Regression with Linear Algebra - Lab

Introduction

In this lab, you'll apply regression analysis using simple matrix manipulations to fit a model to given data, and then predict new values for previously unseen data. You'll follow the approach highlighted in the previous lesson where you used NumPy to build the appropriate matrices and vectors and solve for the $\beta$ (unknown variables) vector. The beta vector will be used with test data to make new predictions. You'll also evaluate the model fit. In order to make this experiment interesting, you'll use NumPy at every single stage of this experiment, i.e., loading data, creating matrices, performing train-test split, model fitting, and evaluation.

Objectives

In this lab you will:

Use matrix algebra to calculate the parameter values of a linear regression

First, let's import necessary libraries:

import csv # for reading csv file
import numpy as np

Dataset

The dataset you'll use for this experiment is "Sales Prices in the City of Windsor, Canada", something very similar to the Boston Housing dataset. This dataset contains a number of input (independent) variables, including area, number of bedrooms/bathrooms, facilities(AC/garage), etc. and an output (dependent) variable, price. You'll formulate a linear algebra problem to find linear mappings from input features using the equation provided in the previous lesson.
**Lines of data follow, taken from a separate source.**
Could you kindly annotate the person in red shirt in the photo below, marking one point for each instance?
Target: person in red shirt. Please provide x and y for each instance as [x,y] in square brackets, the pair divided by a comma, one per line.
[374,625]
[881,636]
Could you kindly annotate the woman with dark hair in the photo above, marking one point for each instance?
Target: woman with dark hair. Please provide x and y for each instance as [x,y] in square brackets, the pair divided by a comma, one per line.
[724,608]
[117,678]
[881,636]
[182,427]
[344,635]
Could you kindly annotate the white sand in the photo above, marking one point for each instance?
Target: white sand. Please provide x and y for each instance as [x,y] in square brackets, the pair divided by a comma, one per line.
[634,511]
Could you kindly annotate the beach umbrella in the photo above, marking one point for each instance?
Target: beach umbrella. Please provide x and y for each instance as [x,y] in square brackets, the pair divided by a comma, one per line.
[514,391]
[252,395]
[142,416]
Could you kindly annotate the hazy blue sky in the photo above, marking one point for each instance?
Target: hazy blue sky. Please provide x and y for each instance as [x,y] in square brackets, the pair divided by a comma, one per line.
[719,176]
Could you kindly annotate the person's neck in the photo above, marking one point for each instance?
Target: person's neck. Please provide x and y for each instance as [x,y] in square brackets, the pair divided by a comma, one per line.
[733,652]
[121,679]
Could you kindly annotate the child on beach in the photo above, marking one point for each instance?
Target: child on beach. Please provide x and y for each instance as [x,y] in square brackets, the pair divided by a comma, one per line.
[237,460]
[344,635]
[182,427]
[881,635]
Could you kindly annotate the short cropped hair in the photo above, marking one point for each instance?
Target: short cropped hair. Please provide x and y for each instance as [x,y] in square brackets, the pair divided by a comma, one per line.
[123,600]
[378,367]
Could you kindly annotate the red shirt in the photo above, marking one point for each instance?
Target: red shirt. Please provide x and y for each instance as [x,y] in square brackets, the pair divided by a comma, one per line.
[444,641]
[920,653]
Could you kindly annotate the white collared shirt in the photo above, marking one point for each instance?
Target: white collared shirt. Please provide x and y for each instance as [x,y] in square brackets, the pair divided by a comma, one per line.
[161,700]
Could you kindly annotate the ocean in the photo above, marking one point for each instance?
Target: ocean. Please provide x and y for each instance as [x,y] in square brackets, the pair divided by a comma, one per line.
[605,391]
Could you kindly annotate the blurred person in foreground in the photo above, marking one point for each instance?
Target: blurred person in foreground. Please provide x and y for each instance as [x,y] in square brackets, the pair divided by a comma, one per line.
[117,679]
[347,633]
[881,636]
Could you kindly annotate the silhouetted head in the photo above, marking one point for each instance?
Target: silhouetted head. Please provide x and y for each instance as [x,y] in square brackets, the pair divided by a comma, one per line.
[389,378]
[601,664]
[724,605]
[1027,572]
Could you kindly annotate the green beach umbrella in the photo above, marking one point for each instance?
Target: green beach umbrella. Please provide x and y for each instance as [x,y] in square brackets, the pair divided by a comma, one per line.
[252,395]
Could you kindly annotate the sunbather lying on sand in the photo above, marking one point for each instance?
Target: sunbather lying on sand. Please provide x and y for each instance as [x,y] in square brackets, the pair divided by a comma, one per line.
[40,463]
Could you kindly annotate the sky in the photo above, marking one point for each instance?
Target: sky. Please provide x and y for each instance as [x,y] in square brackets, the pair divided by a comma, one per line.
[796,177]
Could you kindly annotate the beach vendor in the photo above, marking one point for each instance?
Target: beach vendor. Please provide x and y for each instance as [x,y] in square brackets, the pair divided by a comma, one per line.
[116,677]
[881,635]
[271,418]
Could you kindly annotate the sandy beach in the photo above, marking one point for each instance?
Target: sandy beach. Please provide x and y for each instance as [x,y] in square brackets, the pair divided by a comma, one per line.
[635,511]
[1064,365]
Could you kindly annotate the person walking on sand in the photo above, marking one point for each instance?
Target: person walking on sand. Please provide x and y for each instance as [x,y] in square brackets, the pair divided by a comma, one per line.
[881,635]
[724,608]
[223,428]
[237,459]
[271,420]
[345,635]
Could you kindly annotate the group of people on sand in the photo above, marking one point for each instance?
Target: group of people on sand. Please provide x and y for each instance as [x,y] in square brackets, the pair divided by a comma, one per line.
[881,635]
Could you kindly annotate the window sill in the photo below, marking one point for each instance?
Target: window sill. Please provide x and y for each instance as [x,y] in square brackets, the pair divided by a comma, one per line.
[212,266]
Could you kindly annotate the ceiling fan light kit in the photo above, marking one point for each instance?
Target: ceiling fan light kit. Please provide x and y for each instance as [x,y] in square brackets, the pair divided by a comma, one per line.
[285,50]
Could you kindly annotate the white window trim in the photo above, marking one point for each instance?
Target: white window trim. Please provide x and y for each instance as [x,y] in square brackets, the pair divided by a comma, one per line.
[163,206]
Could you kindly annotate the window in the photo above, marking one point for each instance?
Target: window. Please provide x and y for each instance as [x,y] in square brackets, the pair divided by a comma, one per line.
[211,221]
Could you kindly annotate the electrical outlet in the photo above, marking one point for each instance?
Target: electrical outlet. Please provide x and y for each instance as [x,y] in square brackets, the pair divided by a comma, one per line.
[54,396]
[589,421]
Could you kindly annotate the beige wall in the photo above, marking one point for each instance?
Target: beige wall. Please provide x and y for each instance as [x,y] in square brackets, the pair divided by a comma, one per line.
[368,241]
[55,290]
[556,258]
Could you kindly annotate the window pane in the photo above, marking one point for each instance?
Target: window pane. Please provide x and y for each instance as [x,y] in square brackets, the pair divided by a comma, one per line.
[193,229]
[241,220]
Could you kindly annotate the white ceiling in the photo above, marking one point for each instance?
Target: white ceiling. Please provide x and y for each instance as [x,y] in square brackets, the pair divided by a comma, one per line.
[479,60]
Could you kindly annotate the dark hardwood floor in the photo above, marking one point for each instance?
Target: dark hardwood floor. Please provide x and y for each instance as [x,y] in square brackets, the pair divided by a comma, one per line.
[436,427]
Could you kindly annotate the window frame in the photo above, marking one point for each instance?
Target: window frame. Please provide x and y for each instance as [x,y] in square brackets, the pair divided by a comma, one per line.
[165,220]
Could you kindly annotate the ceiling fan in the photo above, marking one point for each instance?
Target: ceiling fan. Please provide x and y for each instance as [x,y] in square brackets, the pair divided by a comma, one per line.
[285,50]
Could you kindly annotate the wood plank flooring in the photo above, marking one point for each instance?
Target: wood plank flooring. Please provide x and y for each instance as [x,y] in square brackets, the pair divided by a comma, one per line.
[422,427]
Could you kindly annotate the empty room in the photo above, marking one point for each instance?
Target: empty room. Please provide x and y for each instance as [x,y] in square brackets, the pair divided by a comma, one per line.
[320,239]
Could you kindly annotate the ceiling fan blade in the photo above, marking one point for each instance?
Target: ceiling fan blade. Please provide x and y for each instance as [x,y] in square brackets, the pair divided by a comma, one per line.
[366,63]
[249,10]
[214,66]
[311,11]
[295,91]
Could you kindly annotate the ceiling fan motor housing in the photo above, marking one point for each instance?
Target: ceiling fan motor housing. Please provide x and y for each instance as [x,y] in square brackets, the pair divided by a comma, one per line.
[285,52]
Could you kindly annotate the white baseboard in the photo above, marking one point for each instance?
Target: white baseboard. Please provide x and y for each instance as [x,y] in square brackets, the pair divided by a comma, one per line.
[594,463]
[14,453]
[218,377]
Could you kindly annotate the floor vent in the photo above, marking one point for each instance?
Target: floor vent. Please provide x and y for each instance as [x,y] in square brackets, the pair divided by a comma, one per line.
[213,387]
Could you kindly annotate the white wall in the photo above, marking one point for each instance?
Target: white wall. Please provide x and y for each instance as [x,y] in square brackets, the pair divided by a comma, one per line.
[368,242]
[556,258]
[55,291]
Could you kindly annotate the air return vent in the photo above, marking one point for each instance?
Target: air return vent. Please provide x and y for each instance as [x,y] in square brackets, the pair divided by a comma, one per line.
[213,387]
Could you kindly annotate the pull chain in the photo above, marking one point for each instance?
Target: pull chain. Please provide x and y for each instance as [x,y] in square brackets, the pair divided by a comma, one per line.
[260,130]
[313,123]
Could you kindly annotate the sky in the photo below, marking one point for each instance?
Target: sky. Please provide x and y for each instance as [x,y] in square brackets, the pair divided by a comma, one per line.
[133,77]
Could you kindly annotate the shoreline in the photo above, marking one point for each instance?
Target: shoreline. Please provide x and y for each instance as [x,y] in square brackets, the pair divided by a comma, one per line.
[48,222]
This will allow you to find a relationship between house features and house price for the given data, allowing you to find unknown prices for houses, given the input features.

A description of the dataset and included features is available here.

In your repository, the dataset is available as windsor_housing.csv. There are 11 input features (first 11 columns):

lotsize	bedrooms  bathrms  stories	driveway  recroom	fullbase  gashw	 airco  garagepl   prefarea

and 1 output feature i.e. price (12th column).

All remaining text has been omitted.